Buying a vehicle in Nicaragua for non-residents is a bit of a trick. Vehicles have to be registered, but you can’t register a vehicle in your name unless you are a resident. What has to be done involves a lawyer and some specialized documents that, basically, leave the registration with the previous owner (or some other resident, like a Nica friend you might have) but gives ownership and responsibility to you. This bit of info becomes very important on Day 2 of this adventure, by the way.
We found a used scooter for sale by a nurse in Masaya for $650. The 2012 model of this one, to be exact:
We were all set to go meet her in Masaya at 7:00pm to purchase it. We even went out and bought helmets from an old woman in her 80’s who sells motorcycle helmets outside of her shack across from the cemetery. That’s not a joke. And what an incredibly sweet, nice old lady she turned out to be. We got one helmet for myself and one for Levi. These helmets, to be exact:
We scheduled Bosco to take us to Masaya. The plan was for us to go out there, buy the scooter, then Roberta and Levi would ride back to Granada with Bosco while I – having NEVER DRIVEN A SCOOTER BEFORE – would drive the scooter back. At night. 10 miles on the highway.

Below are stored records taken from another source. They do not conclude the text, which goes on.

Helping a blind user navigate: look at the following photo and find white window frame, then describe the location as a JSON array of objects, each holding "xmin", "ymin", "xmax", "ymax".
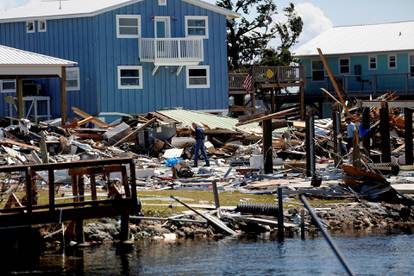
[
  {"xmin": 368, "ymin": 55, "xmax": 377, "ymax": 70},
  {"xmin": 185, "ymin": 16, "xmax": 208, "ymax": 39},
  {"xmin": 186, "ymin": 65, "xmax": 210, "ymax": 89},
  {"xmin": 158, "ymin": 0, "xmax": 167, "ymax": 6},
  {"xmin": 38, "ymin": 20, "xmax": 47, "ymax": 32},
  {"xmin": 338, "ymin": 57, "xmax": 350, "ymax": 75},
  {"xmin": 66, "ymin": 67, "xmax": 80, "ymax": 91},
  {"xmin": 26, "ymin": 21, "xmax": 35, "ymax": 33},
  {"xmin": 117, "ymin": 66, "xmax": 143, "ymax": 90},
  {"xmin": 388, "ymin": 54, "xmax": 397, "ymax": 69},
  {"xmin": 0, "ymin": 80, "xmax": 16, "ymax": 93},
  {"xmin": 311, "ymin": 60, "xmax": 325, "ymax": 82},
  {"xmin": 154, "ymin": 16, "xmax": 171, "ymax": 38},
  {"xmin": 116, "ymin": 15, "xmax": 141, "ymax": 38},
  {"xmin": 409, "ymin": 53, "xmax": 414, "ymax": 78}
]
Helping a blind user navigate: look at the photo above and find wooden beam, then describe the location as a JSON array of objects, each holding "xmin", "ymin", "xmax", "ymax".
[
  {"xmin": 16, "ymin": 78, "xmax": 24, "ymax": 119},
  {"xmin": 236, "ymin": 107, "xmax": 297, "ymax": 126},
  {"xmin": 317, "ymin": 48, "xmax": 352, "ymax": 118},
  {"xmin": 60, "ymin": 67, "xmax": 67, "ymax": 125},
  {"xmin": 72, "ymin": 107, "xmax": 110, "ymax": 128}
]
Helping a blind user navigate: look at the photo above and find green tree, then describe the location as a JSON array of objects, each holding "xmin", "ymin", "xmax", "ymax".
[{"xmin": 217, "ymin": 0, "xmax": 303, "ymax": 69}]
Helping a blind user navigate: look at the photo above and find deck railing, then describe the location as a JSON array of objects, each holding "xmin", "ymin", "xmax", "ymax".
[
  {"xmin": 139, "ymin": 38, "xmax": 204, "ymax": 65},
  {"xmin": 305, "ymin": 73, "xmax": 414, "ymax": 95},
  {"xmin": 228, "ymin": 66, "xmax": 305, "ymax": 90}
]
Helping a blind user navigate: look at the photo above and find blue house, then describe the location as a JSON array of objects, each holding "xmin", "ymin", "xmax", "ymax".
[
  {"xmin": 294, "ymin": 21, "xmax": 414, "ymax": 116},
  {"xmin": 0, "ymin": 0, "xmax": 238, "ymax": 120}
]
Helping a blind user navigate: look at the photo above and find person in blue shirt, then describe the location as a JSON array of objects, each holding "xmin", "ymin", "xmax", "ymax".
[
  {"xmin": 345, "ymin": 117, "xmax": 356, "ymax": 152},
  {"xmin": 192, "ymin": 122, "xmax": 210, "ymax": 167}
]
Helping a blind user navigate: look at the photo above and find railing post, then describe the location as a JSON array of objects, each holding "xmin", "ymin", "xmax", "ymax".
[
  {"xmin": 178, "ymin": 39, "xmax": 181, "ymax": 60},
  {"xmin": 25, "ymin": 168, "xmax": 33, "ymax": 216},
  {"xmin": 277, "ymin": 187, "xmax": 284, "ymax": 242},
  {"xmin": 48, "ymin": 169, "xmax": 55, "ymax": 212}
]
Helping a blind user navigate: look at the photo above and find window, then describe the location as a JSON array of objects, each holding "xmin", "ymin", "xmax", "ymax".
[
  {"xmin": 26, "ymin": 21, "xmax": 35, "ymax": 33},
  {"xmin": 118, "ymin": 66, "xmax": 143, "ymax": 89},
  {"xmin": 410, "ymin": 55, "xmax": 414, "ymax": 77},
  {"xmin": 369, "ymin": 56, "xmax": 377, "ymax": 70},
  {"xmin": 185, "ymin": 16, "xmax": 208, "ymax": 38},
  {"xmin": 1, "ymin": 80, "xmax": 16, "ymax": 93},
  {"xmin": 388, "ymin": 55, "xmax": 397, "ymax": 69},
  {"xmin": 38, "ymin": 20, "xmax": 47, "ymax": 32},
  {"xmin": 116, "ymin": 15, "xmax": 141, "ymax": 38},
  {"xmin": 186, "ymin": 65, "xmax": 210, "ymax": 88},
  {"xmin": 311, "ymin": 60, "xmax": 324, "ymax": 81},
  {"xmin": 158, "ymin": 0, "xmax": 167, "ymax": 6},
  {"xmin": 339, "ymin": 58, "xmax": 350, "ymax": 74},
  {"xmin": 66, "ymin": 67, "xmax": 80, "ymax": 91}
]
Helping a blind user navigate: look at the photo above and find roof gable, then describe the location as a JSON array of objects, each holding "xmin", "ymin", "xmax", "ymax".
[
  {"xmin": 294, "ymin": 21, "xmax": 414, "ymax": 57},
  {"xmin": 0, "ymin": 0, "xmax": 239, "ymax": 23}
]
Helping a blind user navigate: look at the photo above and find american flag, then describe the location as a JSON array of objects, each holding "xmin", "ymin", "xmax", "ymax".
[{"xmin": 242, "ymin": 68, "xmax": 253, "ymax": 91}]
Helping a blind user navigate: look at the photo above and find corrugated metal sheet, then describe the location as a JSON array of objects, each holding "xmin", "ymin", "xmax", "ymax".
[
  {"xmin": 0, "ymin": 44, "xmax": 76, "ymax": 65},
  {"xmin": 294, "ymin": 21, "xmax": 414, "ymax": 56},
  {"xmin": 158, "ymin": 109, "xmax": 261, "ymax": 134}
]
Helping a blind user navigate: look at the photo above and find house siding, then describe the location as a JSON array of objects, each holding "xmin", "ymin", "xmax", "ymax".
[
  {"xmin": 0, "ymin": 0, "xmax": 229, "ymax": 118},
  {"xmin": 300, "ymin": 52, "xmax": 414, "ymax": 96}
]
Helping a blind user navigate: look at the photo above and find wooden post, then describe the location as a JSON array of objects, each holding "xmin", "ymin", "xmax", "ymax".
[
  {"xmin": 300, "ymin": 86, "xmax": 305, "ymax": 120},
  {"xmin": 271, "ymin": 90, "xmax": 276, "ymax": 113},
  {"xmin": 120, "ymin": 212, "xmax": 130, "ymax": 242},
  {"xmin": 129, "ymin": 160, "xmax": 139, "ymax": 214},
  {"xmin": 17, "ymin": 78, "xmax": 24, "ymax": 119},
  {"xmin": 212, "ymin": 180, "xmax": 220, "ymax": 209},
  {"xmin": 405, "ymin": 108, "xmax": 413, "ymax": 165},
  {"xmin": 48, "ymin": 169, "xmax": 55, "ymax": 212},
  {"xmin": 90, "ymin": 174, "xmax": 97, "ymax": 201},
  {"xmin": 25, "ymin": 168, "xmax": 32, "ymax": 216},
  {"xmin": 76, "ymin": 175, "xmax": 85, "ymax": 244},
  {"xmin": 277, "ymin": 187, "xmax": 284, "ymax": 242},
  {"xmin": 362, "ymin": 107, "xmax": 370, "ymax": 157},
  {"xmin": 300, "ymin": 208, "xmax": 305, "ymax": 240},
  {"xmin": 331, "ymin": 104, "xmax": 341, "ymax": 166},
  {"xmin": 305, "ymin": 111, "xmax": 316, "ymax": 177},
  {"xmin": 60, "ymin": 67, "xmax": 67, "ymax": 126},
  {"xmin": 263, "ymin": 119, "xmax": 273, "ymax": 174},
  {"xmin": 380, "ymin": 101, "xmax": 391, "ymax": 163}
]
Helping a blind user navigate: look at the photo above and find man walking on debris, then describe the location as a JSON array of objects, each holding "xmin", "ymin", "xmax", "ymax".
[
  {"xmin": 345, "ymin": 117, "xmax": 356, "ymax": 152},
  {"xmin": 192, "ymin": 122, "xmax": 210, "ymax": 167}
]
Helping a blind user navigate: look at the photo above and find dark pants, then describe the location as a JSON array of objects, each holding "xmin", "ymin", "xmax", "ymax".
[
  {"xmin": 346, "ymin": 137, "xmax": 353, "ymax": 152},
  {"xmin": 194, "ymin": 139, "xmax": 209, "ymax": 166}
]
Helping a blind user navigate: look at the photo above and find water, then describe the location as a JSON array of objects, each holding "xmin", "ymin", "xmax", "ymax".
[{"xmin": 4, "ymin": 234, "xmax": 414, "ymax": 275}]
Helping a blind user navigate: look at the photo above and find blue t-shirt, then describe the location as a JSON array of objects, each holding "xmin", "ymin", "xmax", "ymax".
[{"xmin": 347, "ymin": 122, "xmax": 355, "ymax": 138}]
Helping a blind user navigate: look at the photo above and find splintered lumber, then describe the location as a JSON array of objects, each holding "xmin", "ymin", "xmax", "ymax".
[
  {"xmin": 113, "ymin": 117, "xmax": 157, "ymax": 146},
  {"xmin": 317, "ymin": 48, "xmax": 352, "ymax": 118},
  {"xmin": 72, "ymin": 107, "xmax": 110, "ymax": 128},
  {"xmin": 0, "ymin": 138, "xmax": 40, "ymax": 151},
  {"xmin": 170, "ymin": 195, "xmax": 239, "ymax": 236},
  {"xmin": 236, "ymin": 108, "xmax": 297, "ymax": 126}
]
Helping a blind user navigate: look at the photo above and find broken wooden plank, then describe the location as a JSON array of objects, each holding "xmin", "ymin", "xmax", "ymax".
[
  {"xmin": 170, "ymin": 195, "xmax": 239, "ymax": 236},
  {"xmin": 0, "ymin": 139, "xmax": 40, "ymax": 151},
  {"xmin": 72, "ymin": 107, "xmax": 110, "ymax": 128}
]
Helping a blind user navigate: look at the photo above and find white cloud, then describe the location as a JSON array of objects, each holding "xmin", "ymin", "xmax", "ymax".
[
  {"xmin": 0, "ymin": 0, "xmax": 20, "ymax": 11},
  {"xmin": 295, "ymin": 2, "xmax": 333, "ymax": 45}
]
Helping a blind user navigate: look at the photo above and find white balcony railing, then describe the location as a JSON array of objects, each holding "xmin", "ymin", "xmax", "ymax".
[{"xmin": 139, "ymin": 38, "xmax": 204, "ymax": 65}]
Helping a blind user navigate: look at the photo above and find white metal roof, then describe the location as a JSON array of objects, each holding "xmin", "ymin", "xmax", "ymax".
[
  {"xmin": 294, "ymin": 21, "xmax": 414, "ymax": 57},
  {"xmin": 0, "ymin": 0, "xmax": 239, "ymax": 23},
  {"xmin": 0, "ymin": 44, "xmax": 76, "ymax": 66}
]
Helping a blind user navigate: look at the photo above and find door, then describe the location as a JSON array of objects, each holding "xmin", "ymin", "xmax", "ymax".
[{"xmin": 154, "ymin": 16, "xmax": 170, "ymax": 38}]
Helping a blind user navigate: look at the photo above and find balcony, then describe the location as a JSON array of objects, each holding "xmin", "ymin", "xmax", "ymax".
[{"xmin": 139, "ymin": 38, "xmax": 204, "ymax": 66}]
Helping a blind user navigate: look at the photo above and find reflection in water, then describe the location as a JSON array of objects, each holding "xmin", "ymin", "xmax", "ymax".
[{"xmin": 4, "ymin": 234, "xmax": 414, "ymax": 275}]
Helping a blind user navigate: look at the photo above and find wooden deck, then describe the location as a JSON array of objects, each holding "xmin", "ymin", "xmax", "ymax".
[{"xmin": 0, "ymin": 158, "xmax": 140, "ymax": 242}]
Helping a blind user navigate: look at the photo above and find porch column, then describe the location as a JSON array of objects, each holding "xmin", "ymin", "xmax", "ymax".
[
  {"xmin": 17, "ymin": 78, "xmax": 24, "ymax": 119},
  {"xmin": 60, "ymin": 67, "xmax": 67, "ymax": 125}
]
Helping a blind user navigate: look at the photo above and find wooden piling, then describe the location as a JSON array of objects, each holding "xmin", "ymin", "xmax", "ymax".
[
  {"xmin": 362, "ymin": 107, "xmax": 370, "ymax": 156},
  {"xmin": 380, "ymin": 102, "xmax": 391, "ymax": 163},
  {"xmin": 300, "ymin": 208, "xmax": 305, "ymax": 240},
  {"xmin": 277, "ymin": 187, "xmax": 284, "ymax": 242},
  {"xmin": 212, "ymin": 180, "xmax": 220, "ymax": 209},
  {"xmin": 263, "ymin": 119, "xmax": 273, "ymax": 174},
  {"xmin": 48, "ymin": 169, "xmax": 55, "ymax": 212},
  {"xmin": 120, "ymin": 212, "xmax": 130, "ymax": 242},
  {"xmin": 332, "ymin": 104, "xmax": 341, "ymax": 166},
  {"xmin": 305, "ymin": 112, "xmax": 316, "ymax": 177},
  {"xmin": 404, "ymin": 108, "xmax": 413, "ymax": 165}
]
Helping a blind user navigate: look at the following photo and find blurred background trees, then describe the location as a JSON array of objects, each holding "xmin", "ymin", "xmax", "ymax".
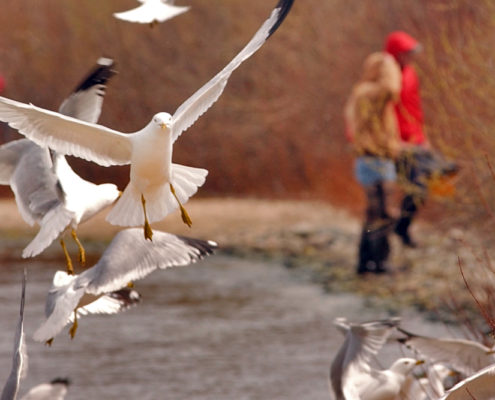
[{"xmin": 0, "ymin": 0, "xmax": 493, "ymax": 233}]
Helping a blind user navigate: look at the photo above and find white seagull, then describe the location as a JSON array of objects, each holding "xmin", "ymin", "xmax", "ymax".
[
  {"xmin": 114, "ymin": 0, "xmax": 190, "ymax": 26},
  {"xmin": 400, "ymin": 363, "xmax": 455, "ymax": 400},
  {"xmin": 330, "ymin": 317, "xmax": 423, "ymax": 400},
  {"xmin": 0, "ymin": 0, "xmax": 294, "ymax": 240},
  {"xmin": 439, "ymin": 363, "xmax": 495, "ymax": 400},
  {"xmin": 33, "ymin": 228, "xmax": 217, "ymax": 342},
  {"xmin": 0, "ymin": 58, "xmax": 120, "ymax": 274},
  {"xmin": 398, "ymin": 327, "xmax": 495, "ymax": 377},
  {"xmin": 19, "ymin": 378, "xmax": 70, "ymax": 400},
  {"xmin": 1, "ymin": 271, "xmax": 27, "ymax": 400}
]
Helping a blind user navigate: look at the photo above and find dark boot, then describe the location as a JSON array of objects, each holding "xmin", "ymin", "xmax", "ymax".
[{"xmin": 394, "ymin": 194, "xmax": 422, "ymax": 248}]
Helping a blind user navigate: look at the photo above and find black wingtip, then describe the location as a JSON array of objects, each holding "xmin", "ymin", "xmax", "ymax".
[
  {"xmin": 50, "ymin": 377, "xmax": 71, "ymax": 386},
  {"xmin": 179, "ymin": 236, "xmax": 219, "ymax": 257},
  {"xmin": 74, "ymin": 57, "xmax": 117, "ymax": 92},
  {"xmin": 268, "ymin": 0, "xmax": 295, "ymax": 38}
]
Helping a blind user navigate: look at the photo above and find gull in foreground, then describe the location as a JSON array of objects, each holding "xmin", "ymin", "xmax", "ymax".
[
  {"xmin": 0, "ymin": 58, "xmax": 120, "ymax": 274},
  {"xmin": 33, "ymin": 228, "xmax": 217, "ymax": 342},
  {"xmin": 114, "ymin": 0, "xmax": 190, "ymax": 26},
  {"xmin": 400, "ymin": 363, "xmax": 455, "ymax": 400},
  {"xmin": 1, "ymin": 271, "xmax": 27, "ymax": 400},
  {"xmin": 19, "ymin": 377, "xmax": 70, "ymax": 400},
  {"xmin": 1, "ymin": 272, "xmax": 70, "ymax": 400},
  {"xmin": 0, "ymin": 0, "xmax": 294, "ymax": 240},
  {"xmin": 438, "ymin": 363, "xmax": 495, "ymax": 400},
  {"xmin": 330, "ymin": 317, "xmax": 423, "ymax": 400},
  {"xmin": 398, "ymin": 327, "xmax": 495, "ymax": 377}
]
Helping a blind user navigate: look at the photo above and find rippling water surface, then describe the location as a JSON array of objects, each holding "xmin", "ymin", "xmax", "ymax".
[{"xmin": 0, "ymin": 254, "xmax": 457, "ymax": 399}]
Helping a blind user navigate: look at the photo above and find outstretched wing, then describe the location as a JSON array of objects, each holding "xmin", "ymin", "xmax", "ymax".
[
  {"xmin": 0, "ymin": 96, "xmax": 132, "ymax": 166},
  {"xmin": 79, "ymin": 228, "xmax": 217, "ymax": 295},
  {"xmin": 398, "ymin": 328, "xmax": 495, "ymax": 376},
  {"xmin": 337, "ymin": 318, "xmax": 401, "ymax": 400},
  {"xmin": 1, "ymin": 271, "xmax": 28, "ymax": 400},
  {"xmin": 58, "ymin": 57, "xmax": 116, "ymax": 124},
  {"xmin": 170, "ymin": 0, "xmax": 294, "ymax": 143},
  {"xmin": 439, "ymin": 363, "xmax": 495, "ymax": 400}
]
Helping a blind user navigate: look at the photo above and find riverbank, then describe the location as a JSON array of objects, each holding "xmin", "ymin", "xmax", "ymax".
[{"xmin": 0, "ymin": 197, "xmax": 485, "ymax": 324}]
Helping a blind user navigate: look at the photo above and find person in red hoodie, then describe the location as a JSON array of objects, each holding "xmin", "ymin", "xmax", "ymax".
[{"xmin": 385, "ymin": 31, "xmax": 428, "ymax": 247}]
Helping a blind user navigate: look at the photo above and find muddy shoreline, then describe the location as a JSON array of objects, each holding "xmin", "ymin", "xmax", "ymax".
[{"xmin": 0, "ymin": 197, "xmax": 484, "ymax": 325}]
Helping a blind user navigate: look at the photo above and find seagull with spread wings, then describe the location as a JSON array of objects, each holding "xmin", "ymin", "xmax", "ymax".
[
  {"xmin": 330, "ymin": 317, "xmax": 423, "ymax": 400},
  {"xmin": 0, "ymin": 0, "xmax": 294, "ymax": 240},
  {"xmin": 0, "ymin": 58, "xmax": 120, "ymax": 274},
  {"xmin": 33, "ymin": 228, "xmax": 217, "ymax": 343},
  {"xmin": 114, "ymin": 0, "xmax": 190, "ymax": 26},
  {"xmin": 398, "ymin": 327, "xmax": 495, "ymax": 377}
]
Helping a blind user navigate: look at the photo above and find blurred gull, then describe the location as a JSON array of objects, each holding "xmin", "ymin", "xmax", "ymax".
[
  {"xmin": 19, "ymin": 378, "xmax": 70, "ymax": 400},
  {"xmin": 330, "ymin": 317, "xmax": 423, "ymax": 400},
  {"xmin": 400, "ymin": 363, "xmax": 455, "ymax": 400},
  {"xmin": 398, "ymin": 327, "xmax": 495, "ymax": 377},
  {"xmin": 1, "ymin": 271, "xmax": 27, "ymax": 400},
  {"xmin": 439, "ymin": 363, "xmax": 495, "ymax": 400},
  {"xmin": 0, "ymin": 272, "xmax": 70, "ymax": 400},
  {"xmin": 0, "ymin": 58, "xmax": 120, "ymax": 274},
  {"xmin": 114, "ymin": 0, "xmax": 190, "ymax": 26},
  {"xmin": 33, "ymin": 228, "xmax": 217, "ymax": 342},
  {"xmin": 0, "ymin": 0, "xmax": 294, "ymax": 240}
]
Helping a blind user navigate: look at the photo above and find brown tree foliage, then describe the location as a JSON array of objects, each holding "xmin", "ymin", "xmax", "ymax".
[{"xmin": 0, "ymin": 0, "xmax": 493, "ymax": 228}]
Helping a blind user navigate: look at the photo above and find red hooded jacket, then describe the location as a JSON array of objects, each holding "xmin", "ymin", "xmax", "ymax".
[{"xmin": 385, "ymin": 31, "xmax": 426, "ymax": 145}]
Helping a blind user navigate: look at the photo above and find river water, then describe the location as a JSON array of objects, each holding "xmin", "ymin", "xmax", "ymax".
[{"xmin": 0, "ymin": 253, "xmax": 458, "ymax": 399}]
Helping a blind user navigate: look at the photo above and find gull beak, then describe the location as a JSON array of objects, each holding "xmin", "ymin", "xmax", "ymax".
[
  {"xmin": 415, "ymin": 360, "xmax": 425, "ymax": 366},
  {"xmin": 160, "ymin": 123, "xmax": 167, "ymax": 131}
]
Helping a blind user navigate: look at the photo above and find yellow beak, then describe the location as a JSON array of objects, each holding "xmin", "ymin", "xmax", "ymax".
[{"xmin": 160, "ymin": 123, "xmax": 167, "ymax": 130}]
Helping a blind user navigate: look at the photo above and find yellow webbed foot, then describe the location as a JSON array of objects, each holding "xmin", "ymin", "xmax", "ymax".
[{"xmin": 170, "ymin": 183, "xmax": 192, "ymax": 228}]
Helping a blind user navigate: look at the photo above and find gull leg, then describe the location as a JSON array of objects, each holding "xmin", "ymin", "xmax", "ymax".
[
  {"xmin": 46, "ymin": 338, "xmax": 53, "ymax": 346},
  {"xmin": 60, "ymin": 239, "xmax": 74, "ymax": 275},
  {"xmin": 170, "ymin": 183, "xmax": 192, "ymax": 227},
  {"xmin": 141, "ymin": 194, "xmax": 153, "ymax": 241},
  {"xmin": 71, "ymin": 229, "xmax": 86, "ymax": 266},
  {"xmin": 69, "ymin": 309, "xmax": 79, "ymax": 339}
]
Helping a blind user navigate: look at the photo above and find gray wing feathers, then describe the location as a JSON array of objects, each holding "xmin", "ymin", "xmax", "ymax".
[
  {"xmin": 1, "ymin": 271, "xmax": 27, "ymax": 400},
  {"xmin": 22, "ymin": 205, "xmax": 74, "ymax": 258},
  {"xmin": 82, "ymin": 229, "xmax": 217, "ymax": 294},
  {"xmin": 58, "ymin": 58, "xmax": 116, "ymax": 124},
  {"xmin": 0, "ymin": 139, "xmax": 35, "ymax": 184}
]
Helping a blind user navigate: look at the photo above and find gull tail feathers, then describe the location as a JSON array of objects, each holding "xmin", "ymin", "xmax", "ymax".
[
  {"xmin": 22, "ymin": 206, "xmax": 74, "ymax": 258},
  {"xmin": 106, "ymin": 164, "xmax": 207, "ymax": 226},
  {"xmin": 171, "ymin": 163, "xmax": 208, "ymax": 204},
  {"xmin": 106, "ymin": 183, "xmax": 144, "ymax": 226}
]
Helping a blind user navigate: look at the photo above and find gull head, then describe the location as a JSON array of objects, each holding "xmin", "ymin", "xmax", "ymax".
[
  {"xmin": 152, "ymin": 112, "xmax": 172, "ymax": 131},
  {"xmin": 390, "ymin": 358, "xmax": 424, "ymax": 375}
]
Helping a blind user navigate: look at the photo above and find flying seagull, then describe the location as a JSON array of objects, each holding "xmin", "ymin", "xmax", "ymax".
[
  {"xmin": 0, "ymin": 0, "xmax": 294, "ymax": 240},
  {"xmin": 0, "ymin": 58, "xmax": 120, "ymax": 274},
  {"xmin": 398, "ymin": 327, "xmax": 495, "ymax": 377},
  {"xmin": 19, "ymin": 378, "xmax": 70, "ymax": 400},
  {"xmin": 330, "ymin": 317, "xmax": 423, "ymax": 400},
  {"xmin": 33, "ymin": 228, "xmax": 217, "ymax": 342},
  {"xmin": 114, "ymin": 0, "xmax": 190, "ymax": 26},
  {"xmin": 1, "ymin": 271, "xmax": 27, "ymax": 400}
]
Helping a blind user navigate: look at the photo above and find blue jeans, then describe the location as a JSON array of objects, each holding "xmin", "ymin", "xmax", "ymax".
[{"xmin": 355, "ymin": 156, "xmax": 396, "ymax": 187}]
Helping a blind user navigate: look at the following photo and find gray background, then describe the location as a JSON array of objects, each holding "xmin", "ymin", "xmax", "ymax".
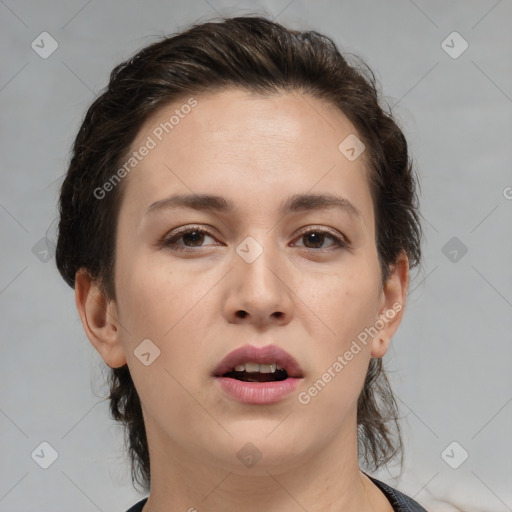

But then we got a call from the seller informing us that she’d gotten in a wreck. Yeah. A wreck. Not on the scooter! But in a car, and she was going to have to reschedule for the next day because she needed to deal with wreck related issues.
We called Bosco and cancelled the trip and then Levi and I just sat around the house in our super cool helmets feeling sorry for ourselves.
Your post came at just the right time. My wife and I are visiting Nicaragua in a few months and I’ve been trying to figure out if we should rent a car or find someone to drive us around. Your mention of Eleda Transporte may have been the answer I was looking for. Your recommendation and his Trip Advisor reviews make Bosco sound like a perfect solution.
I’m glad you found the post useful! Yes, Bosco is a great guy and runs a tight ship. I had to visit New York in October. He picked me up from our house at 4:30 am to take me to the airport, and then was waiting for me at the airport when I returned five days later…and didn’t charge me until then, not before.